Encerram a exposição um grupo de fotografias. Assim como as aquarelas em que formas orgânicas híbridas, delicadas e solitárias pousam sobre o papel, como numa prancha de botânica ou zoologia, as fotografias evocam certas naturezas-mortas mais sóbrias e inquietantes na tradição da pintura, particularmente dos Países Baixos. Fazem parte de um processo de reflexão, são como rascunhos, pequenos ensaios sobre forma, desenho, cor, textura. Algo precioso, íntimo, afeito à prática dos pintores como os cadernos de anotações. Entretanto, ao contrário da combinatória de elementos virtuais para gerar a imagem original da pintura no computador, Palma utiliza elementos materiais, modelos naturais — a mão da artista coletando restos do mundo —, com um procedimento mais especulativo e casual nas composições.

Sobre uma massa de detritos de um aspirador de pó, uma matéria densa, monocromática, acidentada, a artista dispõe flores, frutas, conchas, caramujos, folhas secas, gravetos, fragmentos de ossos em composições bastante simples, mas de grande efeito visual e, eventualmente, metafórico.
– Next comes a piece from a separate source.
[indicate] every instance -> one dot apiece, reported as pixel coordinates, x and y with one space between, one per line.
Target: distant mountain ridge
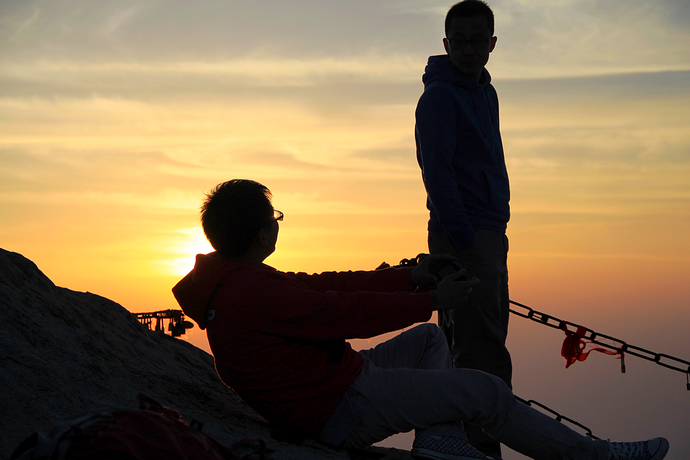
64 352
A estranha objetividade das imagens, com referentes tão explícitos, está permeada por sugestões de passagem do tempo, degradação da matéria, transitoriedade da beleza, erotismo, morte. 

A pintura de Mariana Palma nasce de um espírito colecionista e acumulador, de um olhar atento a todo e qualquer detalhe do mundo ao seu redor. Produz imagens luxuriantes, formas opulentas, uma beleza voluptuosa e insinuante, determinadamente femininas. De um lado sua produção representa, neste momento em que a pintura é mais percebida como manifestação cultural que artística, um engajamento no prazer do processo, no compromisso com a pintura enquanto experiência, linguagem, conhecimento, memória; a pintura como verbo para exprimir ação, processo, desejo, ocorrência. De outro, a artista procura instalar a pintura como um dispositivo de resistência, marcando para ela um lugar disruptivo na visualidade contemporânea, no sentido de interromper, suspender, a normalidade da narrativa banal e sem fim do scroll nas redes sociais. Quer resgatar a experiência da contemplação, o silêncio. Propõe olhar os trabalhos, fechar os olhos, imaginar. E justamente para isso, eles não têm títulos.